Does the transformer automatically shift by one position when calculating the autoregressive loss during the forward pass?

JuyiLin · March 19, 2025, 4:01pm

Here need shifthttps://huggingface.co/learn/nlp-course/en/chapter7/6?fw=pt#training-with-accelerate , does it because define loss function separately? Or everytime we need shift by ourselves.
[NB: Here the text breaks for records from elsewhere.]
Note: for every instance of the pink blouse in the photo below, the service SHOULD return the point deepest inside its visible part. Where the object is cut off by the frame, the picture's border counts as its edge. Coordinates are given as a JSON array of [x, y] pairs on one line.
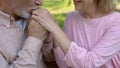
[[95, 42]]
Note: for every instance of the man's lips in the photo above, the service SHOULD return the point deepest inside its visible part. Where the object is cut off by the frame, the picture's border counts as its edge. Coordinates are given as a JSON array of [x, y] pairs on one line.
[[76, 2]]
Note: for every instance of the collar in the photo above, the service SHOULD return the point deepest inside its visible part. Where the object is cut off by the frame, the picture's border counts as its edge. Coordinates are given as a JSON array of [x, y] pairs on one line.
[[5, 19]]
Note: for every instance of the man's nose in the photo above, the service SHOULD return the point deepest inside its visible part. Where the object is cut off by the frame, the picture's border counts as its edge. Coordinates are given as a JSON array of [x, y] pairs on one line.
[[38, 2]]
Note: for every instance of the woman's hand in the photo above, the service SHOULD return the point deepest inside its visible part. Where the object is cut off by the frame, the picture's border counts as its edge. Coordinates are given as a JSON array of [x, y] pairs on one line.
[[45, 19]]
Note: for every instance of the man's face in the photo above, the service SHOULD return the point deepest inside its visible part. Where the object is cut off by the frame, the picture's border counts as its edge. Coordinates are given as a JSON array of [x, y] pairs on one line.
[[24, 8]]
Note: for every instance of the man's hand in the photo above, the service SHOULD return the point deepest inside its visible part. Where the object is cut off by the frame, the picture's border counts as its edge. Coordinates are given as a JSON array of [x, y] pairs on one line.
[[44, 17], [36, 30]]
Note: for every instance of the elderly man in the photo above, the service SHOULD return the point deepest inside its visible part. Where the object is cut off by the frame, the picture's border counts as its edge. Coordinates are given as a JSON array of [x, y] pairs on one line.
[[19, 49]]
shift_logits = logits[..., :-1, :].contiguous() # remove the last position
shift_labels = labels[..., 1:].contiguous() # remove the first position
loss = loss_fct(shift_logits.view(-1, vocab_size), shift_labels.view(-1))

Is this shift handled internally?

John6666 · March 20, 2025, 6:04am

It seems like you have to do it manually…?

The Hugging Face Transformers library does not automatically shift the labels when calculating the autoregressive loss. Instead, the user is responsible for manually shifting the labels to align with the model’s predictions, as demonstrated in the provided code example. This ensures that each token’s prediction corresponds correctly to the next token in the sequence.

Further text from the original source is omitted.